Saturday, June 5, 2010

UW-Madison vs the Sheep

The University of Wisconsin’s official statement regarding the possibility that criminal charges may result from Dane County Circuit Court Judge Amy Smith's decision that there is probable cause to believe that university researchers violated one of the state’s crimes against animals statutes is included at the bottom of this entry.

Like so many of their claims regarding their use of animals, much of what they say about the decompression of the sheep has a ring of self-defense, of fabrication, of something other than the truth. Even more contrived and creatively deceptive are the statements and coverage of this situation in the ersatz state newspaper, the Wisconsin State Journal. I’ll write about that fanciful coverage in a separate post.

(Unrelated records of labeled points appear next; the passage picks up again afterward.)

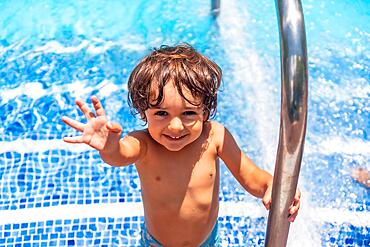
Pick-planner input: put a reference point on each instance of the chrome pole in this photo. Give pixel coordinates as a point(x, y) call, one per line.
point(215, 7)
point(293, 118)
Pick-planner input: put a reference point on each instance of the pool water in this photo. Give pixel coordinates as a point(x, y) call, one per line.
point(55, 194)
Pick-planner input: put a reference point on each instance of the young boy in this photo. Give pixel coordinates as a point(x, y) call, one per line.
point(174, 89)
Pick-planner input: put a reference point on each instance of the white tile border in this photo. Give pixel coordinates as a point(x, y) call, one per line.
point(117, 210)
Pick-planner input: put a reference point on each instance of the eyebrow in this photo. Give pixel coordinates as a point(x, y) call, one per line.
point(186, 107)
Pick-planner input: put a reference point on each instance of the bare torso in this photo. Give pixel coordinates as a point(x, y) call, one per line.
point(180, 190)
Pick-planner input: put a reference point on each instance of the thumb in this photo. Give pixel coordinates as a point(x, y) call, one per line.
point(114, 127)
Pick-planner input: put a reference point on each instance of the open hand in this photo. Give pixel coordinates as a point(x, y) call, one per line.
point(98, 132)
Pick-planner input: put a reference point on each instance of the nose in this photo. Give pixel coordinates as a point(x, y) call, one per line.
point(176, 124)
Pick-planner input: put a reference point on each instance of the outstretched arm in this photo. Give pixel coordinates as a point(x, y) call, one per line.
point(105, 136)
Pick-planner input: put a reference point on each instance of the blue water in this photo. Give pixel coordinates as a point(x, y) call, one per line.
point(52, 53)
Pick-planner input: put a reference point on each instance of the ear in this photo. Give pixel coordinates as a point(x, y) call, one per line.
point(205, 115)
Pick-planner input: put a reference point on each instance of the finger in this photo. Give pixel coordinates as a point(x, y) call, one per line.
point(73, 123)
point(85, 110)
point(266, 200)
point(114, 127)
point(73, 139)
point(292, 217)
point(98, 106)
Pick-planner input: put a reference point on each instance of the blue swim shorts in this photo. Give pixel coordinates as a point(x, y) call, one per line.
point(147, 240)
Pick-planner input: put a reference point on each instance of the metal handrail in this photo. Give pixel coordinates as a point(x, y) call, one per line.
point(293, 118)
point(215, 7)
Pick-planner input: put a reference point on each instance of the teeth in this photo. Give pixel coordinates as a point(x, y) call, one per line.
point(175, 137)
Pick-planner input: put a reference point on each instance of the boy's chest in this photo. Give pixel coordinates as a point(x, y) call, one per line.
point(181, 174)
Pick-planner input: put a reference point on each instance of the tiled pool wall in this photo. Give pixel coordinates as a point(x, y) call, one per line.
point(57, 179)
point(107, 231)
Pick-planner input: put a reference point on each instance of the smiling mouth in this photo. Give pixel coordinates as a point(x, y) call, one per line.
point(174, 138)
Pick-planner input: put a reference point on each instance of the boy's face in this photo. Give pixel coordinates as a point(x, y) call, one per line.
point(175, 123)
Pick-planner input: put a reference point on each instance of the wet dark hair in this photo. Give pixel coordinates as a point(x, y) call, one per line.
point(183, 66)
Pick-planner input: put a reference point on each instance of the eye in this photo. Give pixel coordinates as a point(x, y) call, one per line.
point(161, 113)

Lets consider the university’s official defense of its more than two decades of these excruciatingly painful experiments: “Findings from the study are already in use by the Navy and have been applied to mitigate decompression sickness in submariners and divers.”

Findings from the study [the study?] are already in use by the Navy. I wonder which findings those are?

The use of sheep in decompression experiments has a long thin history at the university. The most recent paper stemming from this line of research is:

Oxygen pre-breathing decreases dysbaric diseases in UW sheep undergoing hyperbaric exposure. Sobakin AS, Wilson MA, Lehner CE, Dueland RT, Gendron-Fitzpatrick AP. Undersea Hyperb Med. 2008.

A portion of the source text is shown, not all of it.